12. The BS of claim 8, wherein the transceiver is further configured to:

transmit, to the UE, a configured grant (CG) configuration for SDT; and

after receiving the SDT initiation indication, receive uplink (UL) data in a CG configured by the CG configuration for SDT.

13. The BS of claim 8, wherein the SDT initiation indication is received from the UE when the UE has a valid timing advance (TA).

14. A method of operating a user equipment (UE), the method comprising:

receiving, from a base station (BS), a physical uplink control channel (PUCCH) configuration for small data transmission (SDT), the PUCCH configuration for SDT configuring one or more PUCCH resources;

determining whether each of at least one criterion to initiate an SDT procedure is met; and

selecting a PUCCH resource from the one or more PUCCH resources; and

transmitting, to the BS, an SDT initiation indication in the selected PUCCH resource.

15. The method of claim 14, wherein to select the PUCCH resource from the one or more PUCCH resources, the method further comprises:

selecting a synchronization signal block (SSB) from a plurality of SSBs transmitted by the BS; and

selecting the PUCCH resource from the one or more PUCCH resources based on a correspondence between the selected PUCCH resource and the selected SSB.

16. The method of claim 15, wherein the SSB is selected from the plurality of SSBs based on a synchronization signal-reference signal received power (SS-RSRP) of the selected SSB exceeding a threshold.

17. The method of claim 15, wherein any SSB from the plurality of SSBs may be selected when no SSB from the plurality of SSBs has a synchronization signal-reference signal received power (SS-RSRP) exceeding a threshold.

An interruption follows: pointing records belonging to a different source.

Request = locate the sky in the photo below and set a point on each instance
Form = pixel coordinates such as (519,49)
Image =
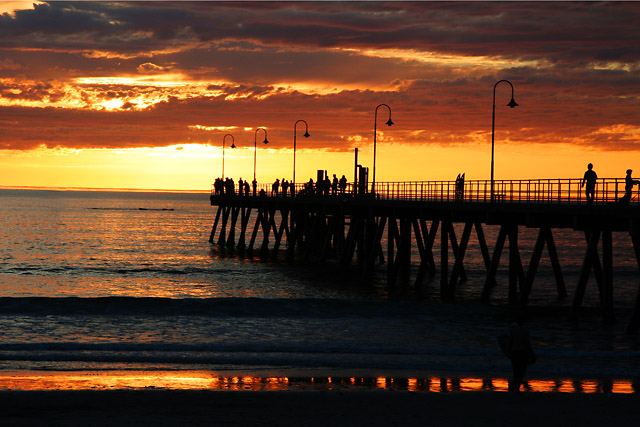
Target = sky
(141,94)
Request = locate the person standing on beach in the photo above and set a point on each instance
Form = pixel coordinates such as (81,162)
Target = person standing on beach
(517,346)
(589,178)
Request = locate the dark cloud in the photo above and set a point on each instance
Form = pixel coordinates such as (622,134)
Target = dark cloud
(556,31)
(575,68)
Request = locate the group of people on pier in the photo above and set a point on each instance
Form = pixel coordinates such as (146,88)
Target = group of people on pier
(227,186)
(589,184)
(325,187)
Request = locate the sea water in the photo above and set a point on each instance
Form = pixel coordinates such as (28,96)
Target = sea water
(94,280)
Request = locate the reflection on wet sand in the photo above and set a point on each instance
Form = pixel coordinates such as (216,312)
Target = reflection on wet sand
(206,380)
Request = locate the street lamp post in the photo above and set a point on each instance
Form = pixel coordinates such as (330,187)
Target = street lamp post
(511,104)
(375,132)
(306,135)
(233,145)
(255,149)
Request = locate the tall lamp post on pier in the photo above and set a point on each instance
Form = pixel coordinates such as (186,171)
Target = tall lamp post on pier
(511,104)
(233,145)
(306,135)
(375,132)
(255,149)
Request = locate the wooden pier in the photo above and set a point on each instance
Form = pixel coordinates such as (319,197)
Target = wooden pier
(386,225)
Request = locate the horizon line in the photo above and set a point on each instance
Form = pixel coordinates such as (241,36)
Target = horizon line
(105,189)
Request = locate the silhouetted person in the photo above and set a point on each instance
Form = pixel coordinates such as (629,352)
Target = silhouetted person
(342,184)
(459,192)
(309,186)
(589,178)
(628,186)
(518,349)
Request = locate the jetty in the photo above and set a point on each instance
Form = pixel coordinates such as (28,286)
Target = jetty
(385,223)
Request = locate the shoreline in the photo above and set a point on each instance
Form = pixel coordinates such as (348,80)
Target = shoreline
(312,408)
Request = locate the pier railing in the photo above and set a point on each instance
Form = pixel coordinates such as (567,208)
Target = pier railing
(548,191)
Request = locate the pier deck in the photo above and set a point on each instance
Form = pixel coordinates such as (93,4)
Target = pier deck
(384,226)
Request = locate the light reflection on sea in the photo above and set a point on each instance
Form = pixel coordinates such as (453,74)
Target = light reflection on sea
(132,279)
(206,380)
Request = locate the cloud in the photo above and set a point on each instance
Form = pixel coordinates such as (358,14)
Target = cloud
(102,74)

18. The method of claim 14, further comprising:

after transmitting the SDT initiation indication, monitoring a physical downlink control channel (PDCCH) for downlink control information (DCI) addressed to a cell-radio network temporary identifier (C-RNTI);

receiving first DCI addressed to the C-RNTI;

transmitting uplink (UL) data in an UL grant scheduled by the first DCI;

receiving second DCI addressed to the C-RNTI; and

receiving downlink (DL) data in a DL transport block (TB) scheduled by the second DCI.

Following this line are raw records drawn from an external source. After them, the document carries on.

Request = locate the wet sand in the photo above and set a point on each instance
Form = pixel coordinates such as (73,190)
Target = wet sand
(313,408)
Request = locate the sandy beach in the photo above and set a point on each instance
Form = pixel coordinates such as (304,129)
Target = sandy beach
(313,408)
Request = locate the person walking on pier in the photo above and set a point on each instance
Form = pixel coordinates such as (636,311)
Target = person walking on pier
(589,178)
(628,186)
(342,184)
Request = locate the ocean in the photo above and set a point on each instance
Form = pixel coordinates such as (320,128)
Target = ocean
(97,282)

19. The method of claim 14, further comprising:

receiving, from the BS, a configured grant (CG) configuration for SDT; and

after transmitting the SDT initiation indication, transmitting uplink (UL) data in a CG configured by the CG configuration for SDT.

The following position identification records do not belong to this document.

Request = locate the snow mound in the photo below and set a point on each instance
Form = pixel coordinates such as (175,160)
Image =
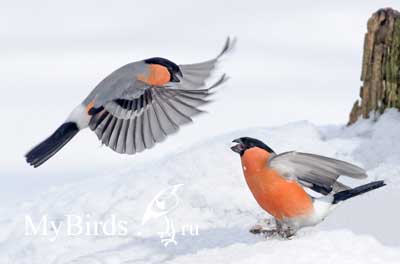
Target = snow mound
(215,200)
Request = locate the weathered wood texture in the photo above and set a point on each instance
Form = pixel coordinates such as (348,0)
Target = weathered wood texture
(380,66)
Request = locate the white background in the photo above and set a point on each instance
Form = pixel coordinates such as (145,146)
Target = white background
(294,60)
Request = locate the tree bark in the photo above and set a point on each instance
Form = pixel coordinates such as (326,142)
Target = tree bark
(380,72)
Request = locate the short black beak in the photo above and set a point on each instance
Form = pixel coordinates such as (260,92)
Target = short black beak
(239,147)
(175,78)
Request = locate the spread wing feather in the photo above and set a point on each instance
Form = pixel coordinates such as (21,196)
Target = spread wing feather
(139,124)
(316,172)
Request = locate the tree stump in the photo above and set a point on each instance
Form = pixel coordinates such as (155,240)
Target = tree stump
(380,66)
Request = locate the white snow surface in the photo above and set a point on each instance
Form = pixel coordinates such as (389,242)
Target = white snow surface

20. The method of claim 14, wherein to determine whether each of the at least one criterion to initiate an SDT procedure is met, the method further comprises:

determining whether the UE has a valid timing advance (TA); and

in response to a determination that the UE fails to have a valid TA, determining that each of the at least one criterion to initiate the SDT procedure is not met.